EN
TÜRKÇE
Poster - 47
Thoracoscopic salvage surgery for oesophageal atresia is feasible after previous thoracotomy.
C Pardy*, D Borselle**, AS Martinho***, S Giuliani*, S Tytgat****, J Correia-Pinto***, A Bonnard*****, D Patkowski**, S Rothenberg******, P De Coppi*
*Specialist Neonatal and Paediatric Surgery, Great Ormond Street Hospital, London, United Kingdom
**Department of Pediatric Surgery and Urology, Wroclaw Medical University, Wroclaw, Poland
***Department of Pediatric Surgery, Hospital de Braga, Braga, Portugal
****Department of Pediatric Surgery, Wilhelmina Children's Hospital, University Medical Center Utrecht, Utrecht, The Netherlands
*****Department of Pediatric Surgery, Robert-Debré Children's University Hospital, Paris, France
******Rocky Mountain Hospital for Children, Denver, CO, United States
Aim: to describe the collective experience of six international tertiary paediatric surgery centres performing thoracoscopic salvage surgery for oesophageal atresia.

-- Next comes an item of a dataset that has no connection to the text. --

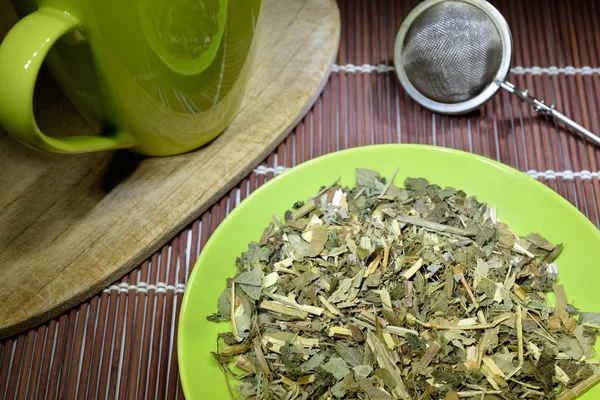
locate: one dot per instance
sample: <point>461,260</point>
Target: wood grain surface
<point>70,225</point>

Methods: retrospective review of all neonates undergoing thoracoscopic repair of oesophageal atresia following a previous failed repair via thoracotomy, from September 2018 - May 2024, at 6 international tertiary paediatric surgery centres. Data collected included demographics, co-morbidities, operative details and post-operative clinical course.

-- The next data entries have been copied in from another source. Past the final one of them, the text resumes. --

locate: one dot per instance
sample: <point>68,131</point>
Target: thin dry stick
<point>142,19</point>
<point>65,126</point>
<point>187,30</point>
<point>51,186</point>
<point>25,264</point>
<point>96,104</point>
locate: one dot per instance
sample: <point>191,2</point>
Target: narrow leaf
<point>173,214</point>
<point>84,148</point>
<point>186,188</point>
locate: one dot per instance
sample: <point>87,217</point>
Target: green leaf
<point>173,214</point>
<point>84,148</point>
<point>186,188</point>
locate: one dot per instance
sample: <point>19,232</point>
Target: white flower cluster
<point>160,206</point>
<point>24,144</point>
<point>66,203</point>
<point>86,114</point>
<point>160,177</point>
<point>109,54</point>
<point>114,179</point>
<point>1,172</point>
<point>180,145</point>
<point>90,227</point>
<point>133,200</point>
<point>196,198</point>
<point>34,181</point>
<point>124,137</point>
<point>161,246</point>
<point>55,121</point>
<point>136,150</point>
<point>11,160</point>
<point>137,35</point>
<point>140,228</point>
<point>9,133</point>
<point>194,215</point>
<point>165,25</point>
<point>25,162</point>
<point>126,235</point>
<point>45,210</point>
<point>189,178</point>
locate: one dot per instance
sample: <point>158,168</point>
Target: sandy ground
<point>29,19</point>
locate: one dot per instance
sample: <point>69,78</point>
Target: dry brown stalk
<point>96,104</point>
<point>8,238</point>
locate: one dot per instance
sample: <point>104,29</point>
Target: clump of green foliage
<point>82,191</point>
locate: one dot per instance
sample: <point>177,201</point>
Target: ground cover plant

Results: 24 babies included. Median gestational age 34 (26-40), birthweight 1858g (780-3300). 11 (46%) had associated cardiac anomalies. 19 type C (79%), 4 type B (17%), 1 type A (4%). 7/24 (29%) had thoracoscopic traction sutures, and 2/24 (8%) had a cervical oesophagostomy formed prior to thoracoscopic repair. Definitive thoracoscopic repair was undertaken at median 23 weeks (7-23) after initial thoracotomy, at median age of 6 months (1-26) and weight of 5340g (1050-1100). Median operative time was 245 minutes (120-585). 23/24 (96%) were completed thoracoscopically. Follow-up was 36 months (7-130). 17/24 (71%) developed an oesophageal stricture requiring a median of 5 dilatations (1-45). 1 patient had a recalcitrant stricture resected thoracoscopically a year after definitive thoracoscopic repair. 2/24 (8%) developed a fistula to the airway. 1 patient developed a recurrent TOF requiring 3 bronchoscopic applications of TCA. A second patient developed a fistula to the right upper lobe bronchus requiring a thoracotomy for repair. 2/24 (8%) developed significant gastro-oesophageal reflux disease requiring a fundoplication. One patient required an aortopexy and re-do aortopexy for management of tracheomalacia. 1 death at 11 months of age (2 months post definitive repair) in a patient with complex congenital cardiac disease. 22/23 (96%) patients are feeding exclusively orally. 1 patient born at 26 weeks is feeding orally with gastric top-ups.
Conclusion: thoracoscopic salvage surgery in oesophageal atresia when undertaken by experienced surgeons is feasible, safe and with good clinical outcomes.